Society > Waste
Sewage and Waste Management
Managing sewage and rubbish is a chore in every urban community. Pyrmont fought a life-and-death struggle on land, in the air and on the water, coping with its own sewage and rubbish from most of Sydney as well.
Darling Harbour was polluted by shipyards and jetties; Blackwattle Creek became a foul swamp as waste flowed in from factories, abattoirs, chemical plants and timber yards.
On land, Pyrmont’s domestic sewage had to find its own way from tumble-down cottages down streets and alleys to the harbour – and from the 1850s a sewage trench brought contributions from Redfern to Blackwattle Bay.
And the air was thick with smoke from factories, and then from the coal-burning power-stations, not to mention the stench of the swamps and the burning of industrial and domestic waste. Inspectors confessed that it was impossible for residents to keep their houses, their children or themselves clean. The effects on health are easy to imagine and impossible to describe.
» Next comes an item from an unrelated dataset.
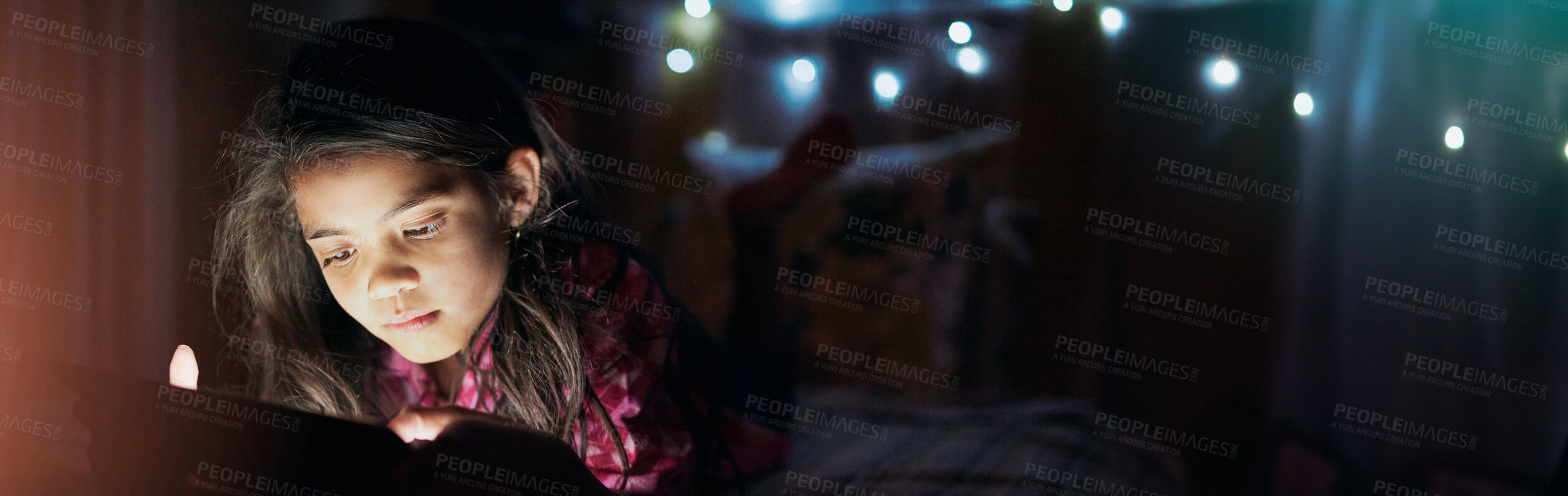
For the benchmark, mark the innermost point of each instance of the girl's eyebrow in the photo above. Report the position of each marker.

Remedies were slow to develop. Land reclamation could not clean up Blackwattle Bay; environmental controls did not curb water-borne industrial waste until well into the 20th century, and soot billowed from power stations until the 1970s. Waste was burned informally in old quarries and formally in open “destructors” until the Burley Griffin Incinerator was built in the 1930s. Pyrmont did not achieve an adequate physical environment until the end of the 20th century.